Sunday, March 26, 2023



I was reading a January article from New York magazine by E. Alex Jung about the joys of drinking martinis with a side order of French fries.  He apparently first enjoyed this combination at Café Loup, a place I’m reasonably sure I went to at least once in my Manhattan days. It’s gone now anyway.


Jung goes to an establishment called Mimi and the article is illustrated with this picture. 


I don't know if you read the caption, it says 'Mimi offers a romantic mood: its martini glasses leave something to be desired.'  Yes that glass is an oddity, but in fact I was rather intrigued by it, thought it was quite a bold move, though I see the obvious disadvantages.


The combination of martini and French fries sounds a good one, the problem I see, as a man with an English palate, is that I’d want some vinegar on those French fries, and I fear that would play havoc with the taste of the martini.  I’m not saying I wouldn’t be able to drink it, but I’d fret.

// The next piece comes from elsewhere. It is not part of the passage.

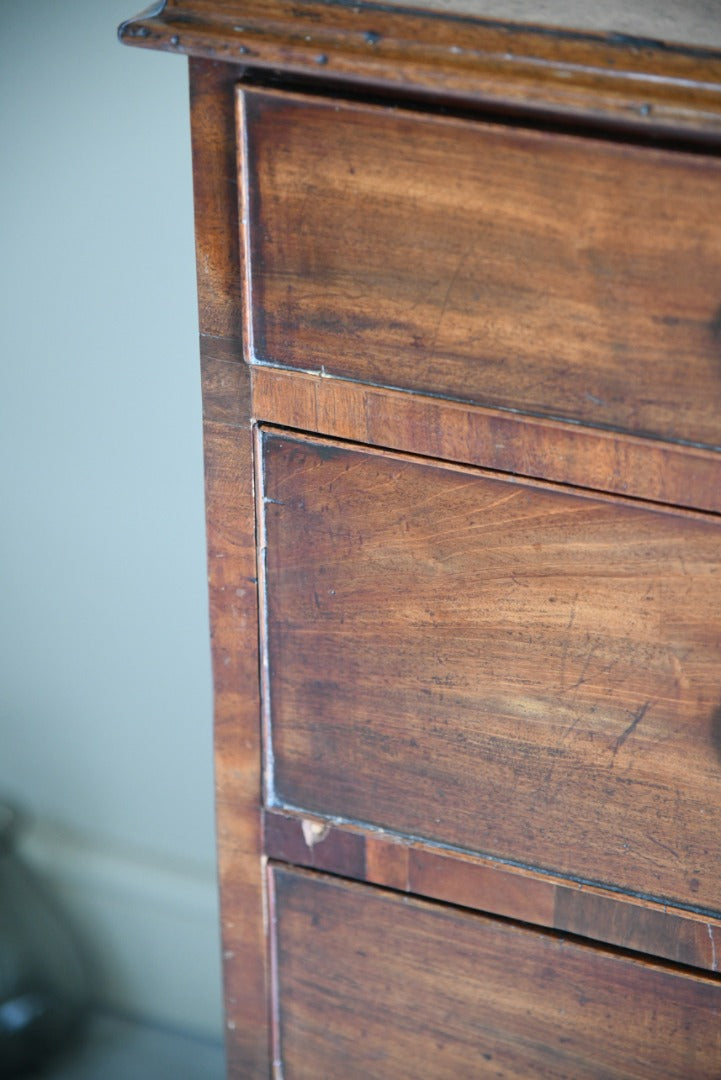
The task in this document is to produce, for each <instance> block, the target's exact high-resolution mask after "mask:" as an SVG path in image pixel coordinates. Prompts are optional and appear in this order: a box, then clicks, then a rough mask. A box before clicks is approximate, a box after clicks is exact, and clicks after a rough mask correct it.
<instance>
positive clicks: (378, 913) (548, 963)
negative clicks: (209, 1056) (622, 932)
mask: <svg viewBox="0 0 721 1080" xmlns="http://www.w3.org/2000/svg"><path fill="white" fill-rule="evenodd" d="M271 895H272V903H273V909H274V927H275V929H274V940H273V946H274V978H275V990H274V997H275V1008H276V1039H277V1045H276V1048H275V1052H276V1056H277V1057H278V1058H280V1059H281V1061H282V1063H283V1066H282V1072H281V1075H282V1076H283V1077H284V1080H296V1078H302V1077H308V1078H309V1080H319V1078H336V1077H343V1078H344V1080H348V1078H353V1077H357V1078H364V1080H368V1078H389V1080H390V1078H393V1080H403V1078H408V1080H418V1078H420V1077H422V1078H424V1080H436V1078H441V1077H448V1078H449V1080H450V1078H452V1080H459V1078H470V1077H474V1078H475V1077H484V1076H488V1077H505V1078H512V1077H517V1078H523V1080H528V1078H529V1077H554V1078H567V1080H582V1078H594V1080H598V1078H600V1077H648V1078H649V1080H651V1078H653V1080H658V1078H659V1077H664V1078H672V1077H679V1078H683V1080H691V1078H698V1077H705V1078H711V1077H719V1076H721V1025H720V1024H719V1020H720V1018H721V984H719V983H718V982H716V981H715V980H713V978H711V977H705V976H700V977H699V976H698V975H691V974H689V973H686V972H684V971H680V970H674V969H669V968H664V967H662V966H659V964H655V963H650V962H648V961H644V960H640V959H638V958H637V957H635V956H630V955H628V954H616V953H613V951H609V950H601V949H597V948H594V947H593V946H589V945H584V944H580V943H577V942H575V941H569V940H563V939H560V937H558V936H556V935H554V934H549V933H543V932H539V931H534V930H531V929H528V928H525V927H519V926H518V924H515V923H512V922H506V921H501V920H496V919H492V918H487V917H485V916H479V915H475V914H471V913H468V912H464V910H459V909H458V908H453V907H447V906H444V905H439V904H431V903H427V902H424V901H420V900H414V899H408V897H406V896H400V895H397V894H395V893H390V892H384V891H382V890H378V889H373V888H371V887H368V886H363V885H357V883H354V882H349V881H343V880H340V879H337V878H326V877H323V876H319V875H314V874H311V873H305V872H302V870H296V869H290V868H285V867H274V868H273V869H272V870H271Z"/></svg>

In general however Jung is very sound on the nature of the martini – what I call a meniscus, he calls a baby bump. And he also says, ‘These are feral times, and there’s an invitation of madness with a martini — a willingness to see where the night may go. There are dedicated martini menus and endless variations with everything from MSG to seawater drawn from Montauk. (The Ocean Martini at Honey’s, dotted with two cured autumn olives that look like blood clots, is fantastically briny.)’ Well it would be, wouldn't it?

I’m still working out how I feel about that, but I suppose it’s just an extreme version of a dirty martini.  Apparently it looks like this:


Below is E. Alex Jung who doesn’t look like a typical   martini and French fry kind of guy, but we know that martini enthusiasts come in all sizes and shapes.